Zu diesem Zeitpunkt habe er auch erstmals darüber nachgedacht, sein Wissen in ein Museum einzubringen, ebenso die Sammlung und vielen Erfahrungen mit Menschen im Himalaya oder in der Mongolei. „Ich hatte das große Glück, weltweit in den Wüsten und Bergen unterwegs zu sein“, so Messner. Doch nicht nur von seinen beispiellosen Expeditionen in der Wildnis und vom Unglück seines Bruders am Nanga Parbat berichtete der heutige Bergbauer, der in seine Heimat zurückgekehrt ist und einen Biohof betreibt. Mit Humor und großem Wissen erzählte er auch vom schnellen Rückgang der Gletscher in den Alpen, blickte zurück auf die historischen Erfolge. Zum Beispiel darauf, wie der irische Polarforscher Sir Ernest Shackleton kurz vor dem Ersten Weltkrieg seine 22 Männer aus der „höllisch kalten“ Antarktis rettete.
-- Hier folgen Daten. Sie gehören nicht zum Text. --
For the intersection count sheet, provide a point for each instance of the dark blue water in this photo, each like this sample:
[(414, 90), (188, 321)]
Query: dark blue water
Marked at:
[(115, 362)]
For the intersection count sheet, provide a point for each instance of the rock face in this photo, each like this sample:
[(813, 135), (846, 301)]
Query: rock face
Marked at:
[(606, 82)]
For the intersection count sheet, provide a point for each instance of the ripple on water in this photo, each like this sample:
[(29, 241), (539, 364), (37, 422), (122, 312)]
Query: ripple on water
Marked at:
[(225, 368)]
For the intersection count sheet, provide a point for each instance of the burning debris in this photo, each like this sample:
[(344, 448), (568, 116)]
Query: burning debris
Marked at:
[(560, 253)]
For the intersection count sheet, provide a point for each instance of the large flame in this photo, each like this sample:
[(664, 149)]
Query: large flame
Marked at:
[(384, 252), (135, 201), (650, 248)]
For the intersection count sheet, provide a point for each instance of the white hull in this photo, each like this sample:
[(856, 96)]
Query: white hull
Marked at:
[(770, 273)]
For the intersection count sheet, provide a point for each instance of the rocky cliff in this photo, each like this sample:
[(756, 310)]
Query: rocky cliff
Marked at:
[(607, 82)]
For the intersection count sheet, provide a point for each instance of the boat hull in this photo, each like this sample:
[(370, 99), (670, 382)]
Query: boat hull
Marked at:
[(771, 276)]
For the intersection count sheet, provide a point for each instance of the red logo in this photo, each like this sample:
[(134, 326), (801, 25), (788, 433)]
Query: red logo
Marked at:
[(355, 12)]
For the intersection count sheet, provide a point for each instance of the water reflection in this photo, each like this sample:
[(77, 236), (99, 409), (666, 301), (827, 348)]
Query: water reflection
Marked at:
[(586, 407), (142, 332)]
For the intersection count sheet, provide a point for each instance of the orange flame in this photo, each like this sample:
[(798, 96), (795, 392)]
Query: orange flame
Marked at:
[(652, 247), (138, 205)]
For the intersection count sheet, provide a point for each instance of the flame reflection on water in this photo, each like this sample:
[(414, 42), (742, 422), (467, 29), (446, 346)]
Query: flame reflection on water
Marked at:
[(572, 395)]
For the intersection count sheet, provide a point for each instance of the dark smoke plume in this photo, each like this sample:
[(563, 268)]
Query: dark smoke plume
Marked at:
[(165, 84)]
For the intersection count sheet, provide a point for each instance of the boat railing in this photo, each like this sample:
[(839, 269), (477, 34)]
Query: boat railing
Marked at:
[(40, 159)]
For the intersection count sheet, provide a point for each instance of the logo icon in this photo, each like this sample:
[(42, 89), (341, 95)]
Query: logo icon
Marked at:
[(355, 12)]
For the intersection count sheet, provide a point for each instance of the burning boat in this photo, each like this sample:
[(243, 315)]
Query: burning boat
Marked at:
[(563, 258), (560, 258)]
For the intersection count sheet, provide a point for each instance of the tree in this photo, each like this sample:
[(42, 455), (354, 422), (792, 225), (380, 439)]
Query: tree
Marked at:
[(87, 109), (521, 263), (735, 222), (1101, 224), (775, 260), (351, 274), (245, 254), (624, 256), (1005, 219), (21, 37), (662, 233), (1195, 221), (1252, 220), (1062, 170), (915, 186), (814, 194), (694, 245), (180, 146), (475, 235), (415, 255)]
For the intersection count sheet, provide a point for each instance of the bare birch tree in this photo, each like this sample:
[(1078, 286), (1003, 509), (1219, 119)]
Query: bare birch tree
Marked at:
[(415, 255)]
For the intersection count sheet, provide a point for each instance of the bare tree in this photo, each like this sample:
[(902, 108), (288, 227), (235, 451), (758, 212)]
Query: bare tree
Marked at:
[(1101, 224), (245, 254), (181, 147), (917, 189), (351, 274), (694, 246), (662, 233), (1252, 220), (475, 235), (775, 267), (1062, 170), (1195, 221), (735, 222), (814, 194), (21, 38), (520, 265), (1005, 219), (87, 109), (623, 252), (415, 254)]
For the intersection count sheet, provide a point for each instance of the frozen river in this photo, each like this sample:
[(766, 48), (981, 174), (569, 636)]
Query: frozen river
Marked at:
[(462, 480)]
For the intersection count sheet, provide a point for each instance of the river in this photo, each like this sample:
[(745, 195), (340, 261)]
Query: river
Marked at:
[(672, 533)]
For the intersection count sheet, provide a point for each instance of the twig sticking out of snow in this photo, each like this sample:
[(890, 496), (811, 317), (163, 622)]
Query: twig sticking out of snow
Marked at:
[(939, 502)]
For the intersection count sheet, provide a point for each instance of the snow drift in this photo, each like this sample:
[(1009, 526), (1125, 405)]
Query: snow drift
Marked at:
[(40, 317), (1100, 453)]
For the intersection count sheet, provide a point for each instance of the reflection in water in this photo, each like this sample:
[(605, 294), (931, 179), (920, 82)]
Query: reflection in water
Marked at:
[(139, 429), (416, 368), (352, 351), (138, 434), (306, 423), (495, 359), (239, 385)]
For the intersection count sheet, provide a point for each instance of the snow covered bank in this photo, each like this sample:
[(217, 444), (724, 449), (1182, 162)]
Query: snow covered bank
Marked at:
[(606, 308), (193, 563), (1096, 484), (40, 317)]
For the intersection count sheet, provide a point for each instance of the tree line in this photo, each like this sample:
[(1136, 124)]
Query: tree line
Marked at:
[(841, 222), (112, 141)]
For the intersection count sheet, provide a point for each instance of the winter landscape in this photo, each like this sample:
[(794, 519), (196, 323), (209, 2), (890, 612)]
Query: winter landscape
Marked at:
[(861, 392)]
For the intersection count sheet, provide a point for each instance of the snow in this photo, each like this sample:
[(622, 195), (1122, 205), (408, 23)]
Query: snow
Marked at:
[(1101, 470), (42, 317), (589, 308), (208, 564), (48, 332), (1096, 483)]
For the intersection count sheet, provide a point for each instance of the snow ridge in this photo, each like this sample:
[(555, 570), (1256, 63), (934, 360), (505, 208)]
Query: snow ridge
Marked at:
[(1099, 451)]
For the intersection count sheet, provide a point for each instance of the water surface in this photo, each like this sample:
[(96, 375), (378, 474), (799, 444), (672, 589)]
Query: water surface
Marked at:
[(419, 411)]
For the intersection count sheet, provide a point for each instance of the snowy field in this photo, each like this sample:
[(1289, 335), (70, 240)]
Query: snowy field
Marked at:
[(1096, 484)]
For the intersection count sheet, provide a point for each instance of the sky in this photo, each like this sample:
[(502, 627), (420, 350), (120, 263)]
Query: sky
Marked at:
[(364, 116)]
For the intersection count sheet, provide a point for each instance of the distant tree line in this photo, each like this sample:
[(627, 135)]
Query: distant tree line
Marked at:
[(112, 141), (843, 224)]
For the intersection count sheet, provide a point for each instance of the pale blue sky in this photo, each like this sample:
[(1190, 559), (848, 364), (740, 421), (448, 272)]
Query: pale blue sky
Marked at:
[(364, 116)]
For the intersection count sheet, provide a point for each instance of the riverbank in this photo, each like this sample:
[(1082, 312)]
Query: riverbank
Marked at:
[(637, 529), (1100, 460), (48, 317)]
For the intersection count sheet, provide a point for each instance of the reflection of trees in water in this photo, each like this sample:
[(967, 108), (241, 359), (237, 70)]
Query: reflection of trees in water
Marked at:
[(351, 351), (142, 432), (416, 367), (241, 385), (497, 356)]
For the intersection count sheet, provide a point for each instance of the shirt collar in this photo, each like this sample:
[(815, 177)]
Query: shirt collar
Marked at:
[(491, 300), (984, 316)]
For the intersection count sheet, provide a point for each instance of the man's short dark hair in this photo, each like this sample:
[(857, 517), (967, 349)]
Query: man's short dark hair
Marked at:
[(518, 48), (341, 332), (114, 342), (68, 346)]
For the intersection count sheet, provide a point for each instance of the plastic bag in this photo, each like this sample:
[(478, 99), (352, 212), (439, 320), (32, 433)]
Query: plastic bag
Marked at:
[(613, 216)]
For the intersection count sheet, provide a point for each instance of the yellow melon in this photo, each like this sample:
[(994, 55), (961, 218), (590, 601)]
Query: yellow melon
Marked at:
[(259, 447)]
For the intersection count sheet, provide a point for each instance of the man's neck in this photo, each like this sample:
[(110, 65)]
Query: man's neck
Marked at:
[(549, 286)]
Dass die 400 Mönche am Fuße des Mount Everest 1921 keine Freude an den Engländern hatten, verstand er ebenfalls zu schildern: „Für sie war der Berg heilig.“ 13-mal ist Messner in seinem Leben gescheitert. Einsam stand er auf zahlreichen Bergen und wünschte sich, diesen Glücksmoment mit jemandem teilen zu können. Doch am Ende zähle nur eines – der „goldene Schritt“. „Was wichtig ist, ist das was wir getan haben“, erklärte Messner und beendete einen spannenden Vortragsabend.